The familiar deep, manly voice which cut through the room came from the door. She hastily turned to look.

Dressed in a dark blue Armani suit, a tall, strikingly attractive man languidly stood there with his back to the door, his ankles crossed, arms crossed over his chest. He looked like he had no care in the world. His dark brown eyes were intensely fixed on her, an odius smile pasted on his lips.

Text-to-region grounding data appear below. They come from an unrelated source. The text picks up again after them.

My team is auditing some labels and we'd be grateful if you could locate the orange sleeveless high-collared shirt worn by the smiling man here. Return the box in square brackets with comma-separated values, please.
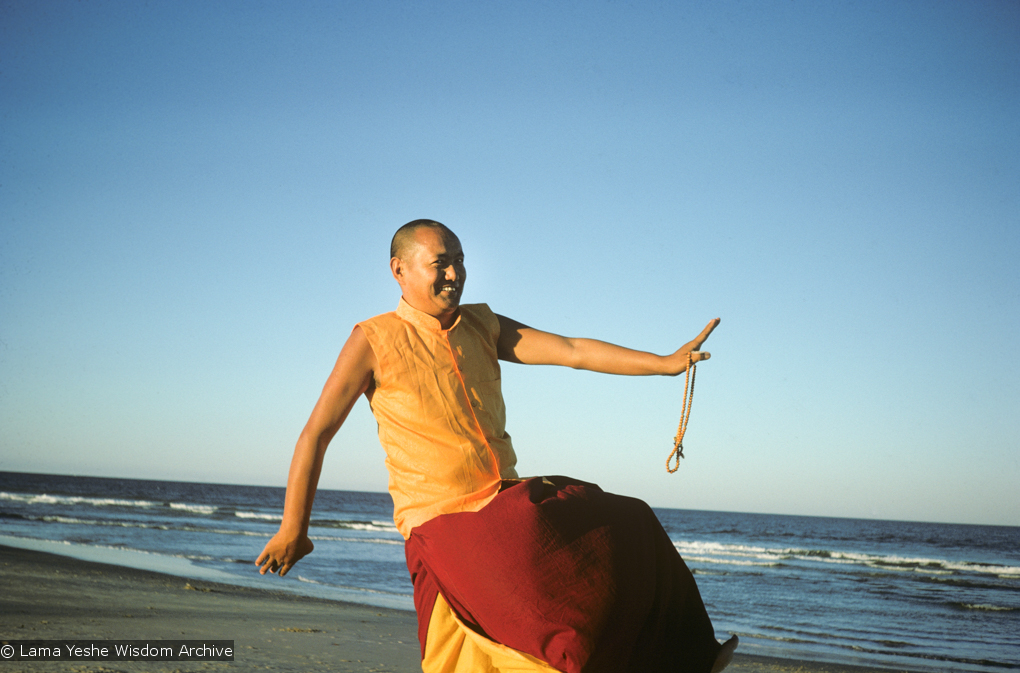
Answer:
[358, 299, 517, 539]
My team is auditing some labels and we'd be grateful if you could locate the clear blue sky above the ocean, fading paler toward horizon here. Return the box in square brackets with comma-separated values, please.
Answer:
[0, 0, 1020, 525]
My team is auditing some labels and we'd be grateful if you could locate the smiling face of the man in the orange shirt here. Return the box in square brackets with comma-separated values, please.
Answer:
[390, 226, 467, 329]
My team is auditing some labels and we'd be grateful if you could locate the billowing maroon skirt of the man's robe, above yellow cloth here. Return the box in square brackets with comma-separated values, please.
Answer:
[405, 477, 720, 673]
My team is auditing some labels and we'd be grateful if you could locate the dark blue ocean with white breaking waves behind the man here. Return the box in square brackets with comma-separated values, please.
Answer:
[0, 472, 1020, 672]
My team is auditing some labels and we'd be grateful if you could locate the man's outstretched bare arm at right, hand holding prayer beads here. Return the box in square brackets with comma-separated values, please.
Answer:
[497, 315, 719, 376]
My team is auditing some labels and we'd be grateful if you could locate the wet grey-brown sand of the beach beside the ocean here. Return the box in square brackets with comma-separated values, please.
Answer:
[0, 547, 909, 673]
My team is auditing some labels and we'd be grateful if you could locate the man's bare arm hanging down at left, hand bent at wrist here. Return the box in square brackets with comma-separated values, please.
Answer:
[255, 327, 375, 576]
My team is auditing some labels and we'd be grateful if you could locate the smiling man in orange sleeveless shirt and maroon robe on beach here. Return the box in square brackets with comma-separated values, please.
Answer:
[256, 220, 736, 673]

She recognized him as the man from the balcony. The one she had mistaken for a waiter.

The man with the piercing eyes. The searer of her soul.

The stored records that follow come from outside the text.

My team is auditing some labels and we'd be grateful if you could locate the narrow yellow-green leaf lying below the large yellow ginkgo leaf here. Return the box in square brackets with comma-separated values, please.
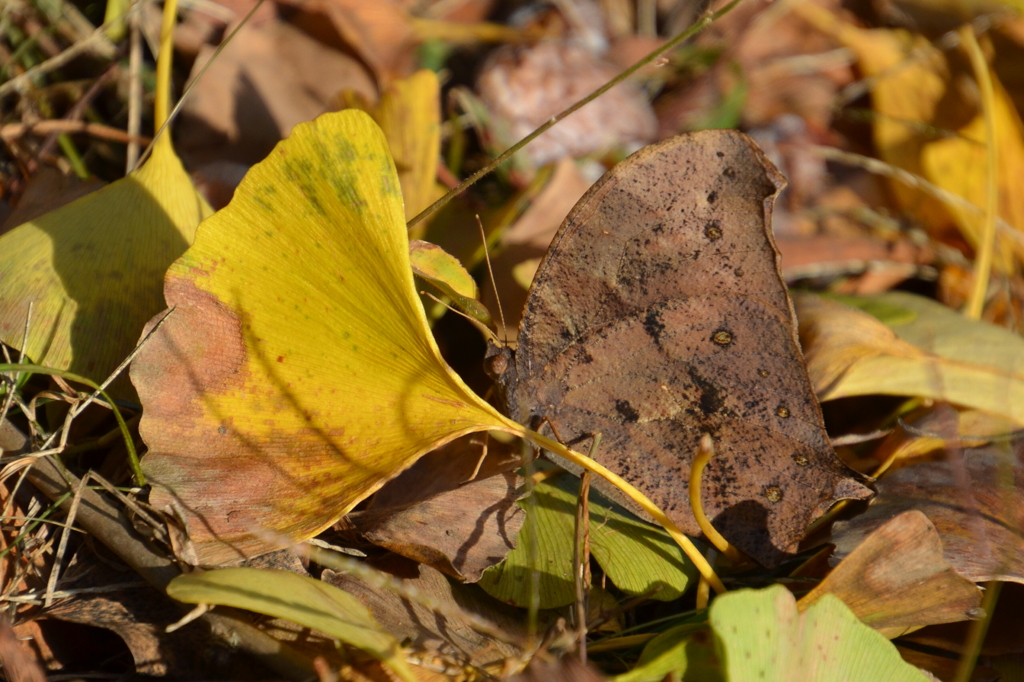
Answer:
[167, 568, 418, 682]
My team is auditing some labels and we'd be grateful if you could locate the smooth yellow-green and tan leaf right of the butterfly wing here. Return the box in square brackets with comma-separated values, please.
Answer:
[795, 292, 1024, 424]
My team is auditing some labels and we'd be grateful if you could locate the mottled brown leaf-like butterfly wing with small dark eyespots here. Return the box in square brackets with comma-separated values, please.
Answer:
[507, 130, 870, 565]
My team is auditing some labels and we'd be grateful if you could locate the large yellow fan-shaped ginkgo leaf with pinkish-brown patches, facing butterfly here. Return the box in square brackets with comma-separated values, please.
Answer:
[131, 111, 521, 564]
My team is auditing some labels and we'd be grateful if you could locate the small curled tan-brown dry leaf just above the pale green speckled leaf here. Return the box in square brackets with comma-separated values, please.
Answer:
[798, 511, 981, 638]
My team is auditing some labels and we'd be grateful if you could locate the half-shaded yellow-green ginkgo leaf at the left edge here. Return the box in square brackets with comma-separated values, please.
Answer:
[0, 135, 212, 395]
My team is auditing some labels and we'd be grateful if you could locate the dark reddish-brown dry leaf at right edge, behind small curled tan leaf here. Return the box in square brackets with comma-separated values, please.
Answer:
[833, 440, 1024, 583]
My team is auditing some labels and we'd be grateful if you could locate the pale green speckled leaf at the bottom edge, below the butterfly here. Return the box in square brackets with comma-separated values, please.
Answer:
[709, 585, 928, 682]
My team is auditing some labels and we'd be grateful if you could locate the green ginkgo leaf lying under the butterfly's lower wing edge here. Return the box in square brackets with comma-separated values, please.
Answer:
[479, 474, 696, 608]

"You!" She gasped. "You're Ricco Firenzo?"

"The one and only," he replied, bowing mockedly before lifting his back from the door and taking a step forward.

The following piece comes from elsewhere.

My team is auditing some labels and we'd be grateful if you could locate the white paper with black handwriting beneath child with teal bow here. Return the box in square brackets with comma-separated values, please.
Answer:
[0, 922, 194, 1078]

Travaglia's face was impassive as he met his employer halfway through the library. "Signor, I didn't know you'd be coming over."

Ricco Firenzo continued to saunter forward, not breaking a step or even throwing him a glance. "I wanted to see for myself what I had won, Travaglia. And I didn't need your approval to come here." Travaglia hung his head, his jaw tight as he placed himself behind Ricco and followed him into the room.

With unhurried steps, Ricco approached Manel, his sharp eyes never wavering from her face. Like a lion encircling his prey, Manel thought. His eyes were the color of deep, dark chocolate, which would have been soothing and comforting, if not for its glacial hardness at the moment as he narrowed them at her. Her cheeks burned, singed from the intensity of his gaze.

"Signor Firenzo," she swallowed, striving to keep her voice firm. "I think this is all a mistake. My husband did not do heavy gambling. And besides, gambling is illegal here in Italy."

"Sports-betting isn't. He bet on his own football team. And even if Italy prohibits all kinds of gambling, who would dare go against the billionaires' circle?" he snickered. "Not the government, Signora."

"He bet on his own football team?" She searched her memory. "But they won that night!"

"Ah, but he did not just bet on his team. He bet youwould be there in the stadium, like you've always done. Cheering them up for one hour, in his absence."

Manel's face paled. Horrified, she recalled the events of that night. She had, indeed, been set on going to the stadium as was her practice. But she had woken up from her afternoon nap severely shaken and distressed, haunted by another set of recurring bad dreams.

Dreams that didn't really go away over the years, contrary to what she had told her husband and her therapist.

That night, for some inexplicable reason, her panic attack didn't subside in time for the game. That night, for the first time in a long time, she had been driven to take a sleeping pill to ease her troubled mind. That night, she had woken up to find the game nearing its end and had to content herself watching it from their television, choosing not to call her husband about her sudden change of plans to prevent him from worrying about her condition.

That night.That night of all nights. She didn't know her husband needed her as he had never needed her before.And she had failed him.

Seeing her stricken face, Ricco gloated, "Ah. You remember. So, you see, Signora Cantarella, I won fair and square. And I have you to thank for that."